There is another model, one that will ensure a good measure of accountability while strengthening the relationship between the U.S. and the two island nations it supports. In this model, a team would be positioned on the ground to work with local decision-makers before the budget is completed. The team would assist Micronesian administrators in shaping the budget to reflect development goals while tailoring it to fit projected revenues. The team would be engaged in training local personnel as they work to develop strategies for what the countries would hope to achieve. Because the team was resident in the islands and worked with island officials on a day-by-day basis, they would be aware of the political currents on the local scene and would be in a position to help navigate these currents.

This model might sound fanciful, a liberal’s dream of what should be rather than what could be—were it not for the fact that the model has been operational in FSM for some time. The Economic Management Policy Advisory Team is a small group of expatriates and local counterparts who are based on Pohnpei, but travel widely throughout the FSM. As their name suggests, they are an advisory team, with no stranglehold over the local political authorities, no power of veto over government decisions.

At the end of the day, however, it was not EMPAT, the small group of expatriates and locals who knew the economics of the place better than anyone else, who made the decisions. It was the country’s political leaders—the president and governors, the elected legislators, the magistrates and other officials. There was never really any doubt who had the last word, but it was also clear that there was plenty of talk before the final decisions were made.

Ironically, as the U.S. is casting about to find a system of fiscal oversight that can keep FSM and the Marshalls toeing the line, EMPAT is preparing to disband.
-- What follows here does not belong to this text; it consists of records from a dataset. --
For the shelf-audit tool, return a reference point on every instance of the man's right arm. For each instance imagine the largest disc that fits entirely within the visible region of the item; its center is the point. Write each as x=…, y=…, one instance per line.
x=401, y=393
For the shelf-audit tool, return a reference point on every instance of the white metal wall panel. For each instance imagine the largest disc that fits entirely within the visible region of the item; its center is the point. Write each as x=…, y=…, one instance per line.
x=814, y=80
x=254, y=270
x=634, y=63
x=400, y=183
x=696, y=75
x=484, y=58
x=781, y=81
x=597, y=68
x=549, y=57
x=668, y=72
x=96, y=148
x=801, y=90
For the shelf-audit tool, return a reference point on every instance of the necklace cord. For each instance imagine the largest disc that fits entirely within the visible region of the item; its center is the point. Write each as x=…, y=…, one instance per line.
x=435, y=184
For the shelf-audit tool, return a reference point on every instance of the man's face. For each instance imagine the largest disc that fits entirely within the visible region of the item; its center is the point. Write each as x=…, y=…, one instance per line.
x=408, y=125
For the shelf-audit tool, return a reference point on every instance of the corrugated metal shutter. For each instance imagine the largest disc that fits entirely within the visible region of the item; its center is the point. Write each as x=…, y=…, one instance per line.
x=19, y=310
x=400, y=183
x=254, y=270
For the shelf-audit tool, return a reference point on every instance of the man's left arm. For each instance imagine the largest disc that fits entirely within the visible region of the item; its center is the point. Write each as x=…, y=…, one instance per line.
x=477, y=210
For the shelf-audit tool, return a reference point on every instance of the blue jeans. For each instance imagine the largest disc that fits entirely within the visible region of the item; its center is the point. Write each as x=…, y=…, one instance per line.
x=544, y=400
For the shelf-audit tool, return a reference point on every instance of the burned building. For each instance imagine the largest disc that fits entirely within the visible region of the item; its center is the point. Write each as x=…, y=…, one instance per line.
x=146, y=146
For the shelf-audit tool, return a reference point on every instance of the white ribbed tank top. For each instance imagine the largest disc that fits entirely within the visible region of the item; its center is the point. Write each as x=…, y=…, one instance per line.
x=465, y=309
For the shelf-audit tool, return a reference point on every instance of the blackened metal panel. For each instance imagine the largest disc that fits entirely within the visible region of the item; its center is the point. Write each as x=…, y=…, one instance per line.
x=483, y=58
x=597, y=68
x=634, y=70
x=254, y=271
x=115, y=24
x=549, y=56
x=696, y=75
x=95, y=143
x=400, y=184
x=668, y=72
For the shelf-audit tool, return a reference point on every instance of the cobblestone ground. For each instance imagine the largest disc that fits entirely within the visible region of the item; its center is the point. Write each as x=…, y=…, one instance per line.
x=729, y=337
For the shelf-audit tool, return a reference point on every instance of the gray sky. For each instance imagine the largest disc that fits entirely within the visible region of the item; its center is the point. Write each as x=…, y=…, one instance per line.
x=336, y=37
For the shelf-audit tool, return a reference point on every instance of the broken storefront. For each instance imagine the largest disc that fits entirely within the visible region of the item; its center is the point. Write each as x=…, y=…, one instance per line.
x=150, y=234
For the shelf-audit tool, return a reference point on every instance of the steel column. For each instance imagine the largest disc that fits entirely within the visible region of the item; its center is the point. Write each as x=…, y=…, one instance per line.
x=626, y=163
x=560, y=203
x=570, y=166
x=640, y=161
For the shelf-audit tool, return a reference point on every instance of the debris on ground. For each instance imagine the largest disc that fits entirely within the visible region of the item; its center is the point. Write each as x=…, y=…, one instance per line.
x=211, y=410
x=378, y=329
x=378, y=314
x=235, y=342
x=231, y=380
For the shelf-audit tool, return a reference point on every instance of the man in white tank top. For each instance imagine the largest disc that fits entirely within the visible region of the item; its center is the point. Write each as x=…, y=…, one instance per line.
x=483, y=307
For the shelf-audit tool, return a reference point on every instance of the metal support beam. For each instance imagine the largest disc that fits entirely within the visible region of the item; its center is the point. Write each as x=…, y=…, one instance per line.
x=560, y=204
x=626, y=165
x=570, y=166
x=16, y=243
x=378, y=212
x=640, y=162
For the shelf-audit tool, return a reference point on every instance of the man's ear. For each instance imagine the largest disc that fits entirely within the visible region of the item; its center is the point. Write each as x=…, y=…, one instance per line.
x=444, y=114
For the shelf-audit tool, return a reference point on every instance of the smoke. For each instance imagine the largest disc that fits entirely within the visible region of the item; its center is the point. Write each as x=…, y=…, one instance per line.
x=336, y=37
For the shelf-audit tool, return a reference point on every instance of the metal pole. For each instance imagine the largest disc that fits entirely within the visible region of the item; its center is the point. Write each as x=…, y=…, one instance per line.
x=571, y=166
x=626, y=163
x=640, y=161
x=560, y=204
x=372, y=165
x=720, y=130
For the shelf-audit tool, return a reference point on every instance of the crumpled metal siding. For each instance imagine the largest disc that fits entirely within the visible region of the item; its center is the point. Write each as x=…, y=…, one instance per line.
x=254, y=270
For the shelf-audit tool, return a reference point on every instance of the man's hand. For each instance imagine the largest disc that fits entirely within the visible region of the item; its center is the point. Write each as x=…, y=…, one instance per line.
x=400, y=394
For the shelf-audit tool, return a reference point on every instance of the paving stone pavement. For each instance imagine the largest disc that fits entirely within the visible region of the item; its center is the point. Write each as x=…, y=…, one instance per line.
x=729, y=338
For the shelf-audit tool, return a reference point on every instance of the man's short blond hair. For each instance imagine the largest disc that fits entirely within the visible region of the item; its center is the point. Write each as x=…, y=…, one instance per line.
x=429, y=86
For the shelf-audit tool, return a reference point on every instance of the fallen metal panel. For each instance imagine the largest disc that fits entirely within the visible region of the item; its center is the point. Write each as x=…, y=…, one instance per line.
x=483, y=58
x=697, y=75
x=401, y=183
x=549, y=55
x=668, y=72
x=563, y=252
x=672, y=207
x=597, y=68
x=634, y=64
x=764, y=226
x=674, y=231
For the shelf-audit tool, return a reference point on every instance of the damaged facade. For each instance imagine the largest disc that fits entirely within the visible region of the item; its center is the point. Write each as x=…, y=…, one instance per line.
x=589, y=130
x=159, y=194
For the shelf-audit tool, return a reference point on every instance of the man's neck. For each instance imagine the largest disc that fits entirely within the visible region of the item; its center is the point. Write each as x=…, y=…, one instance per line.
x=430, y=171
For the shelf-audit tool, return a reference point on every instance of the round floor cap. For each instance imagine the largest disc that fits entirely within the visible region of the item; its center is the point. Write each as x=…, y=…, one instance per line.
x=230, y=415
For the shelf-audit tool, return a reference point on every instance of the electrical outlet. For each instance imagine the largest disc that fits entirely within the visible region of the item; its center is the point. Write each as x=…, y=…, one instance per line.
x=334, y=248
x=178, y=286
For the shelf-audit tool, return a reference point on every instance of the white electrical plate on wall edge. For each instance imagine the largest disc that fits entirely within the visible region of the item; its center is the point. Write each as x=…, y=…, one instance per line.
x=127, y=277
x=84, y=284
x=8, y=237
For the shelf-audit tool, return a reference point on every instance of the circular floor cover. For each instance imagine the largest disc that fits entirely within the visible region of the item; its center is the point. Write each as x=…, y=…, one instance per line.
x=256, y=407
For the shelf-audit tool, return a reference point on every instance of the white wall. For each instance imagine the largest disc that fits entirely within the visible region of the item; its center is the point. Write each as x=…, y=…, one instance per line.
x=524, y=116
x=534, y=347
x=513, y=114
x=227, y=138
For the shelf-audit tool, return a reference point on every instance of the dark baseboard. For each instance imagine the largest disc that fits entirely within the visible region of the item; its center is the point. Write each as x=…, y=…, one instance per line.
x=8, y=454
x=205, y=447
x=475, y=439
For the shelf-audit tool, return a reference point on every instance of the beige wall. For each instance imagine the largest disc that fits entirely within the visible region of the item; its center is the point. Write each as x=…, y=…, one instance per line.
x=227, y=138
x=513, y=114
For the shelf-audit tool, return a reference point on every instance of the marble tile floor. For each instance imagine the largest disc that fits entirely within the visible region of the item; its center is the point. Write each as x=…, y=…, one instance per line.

The one financial management mechanism that appears to have worked is about to be discarded because the Asian Development Bank and its donor nations, including the U.S., fail to see the importance of this model for small developing countries.

Yet Washington decision-makers feel that to check the well-publicized abuses in FSM and the Marshalls, there is simply no substitute for the power of the purse. In the eyes of U.S. officials, a reversion to the sort of controls that were exercised prior to the independence of FSM and the Marshalls in 1986 is more than justified.

Nation-building is a long and demanding task that continues long after the constitution is signed and the first local government assumes power, as Americans should know from our own history. In the case of these Micronesian nations, the task may be even more complex inasmuch as islanders have to make a transition from an island-based subsistence economy to a globalized mixed economy.

My view is that the new nations don’t need watchdogs so much as partners. They can benefit from people they can talk to, learn from, argue with and complain about. These partners—or mentors, if you like—are people who are their friends at the end of it all. They are the kind of people who not only lament their failures, but also cheer their successes.

Professional teams, expanded slightly to include expertise in education and health services and lodged in Majuro and Pohnpei, could offer oversight without usurping decision-making authority. They would provide solid input into development planning rather than simply punishment after mistakes are made. If incentives were offered—the sum of money, for instance, that represents the difference between what the island nations are asking and what they are receiving—these teams would be able to hold out the promise of a few million dollars more for a job well done. Such teams working under such conditions could make a real difference for FSM and RMI. A healthy partnership of this sort offers the best chance of making the Compact II agreement work—for the next 20 years and beyond.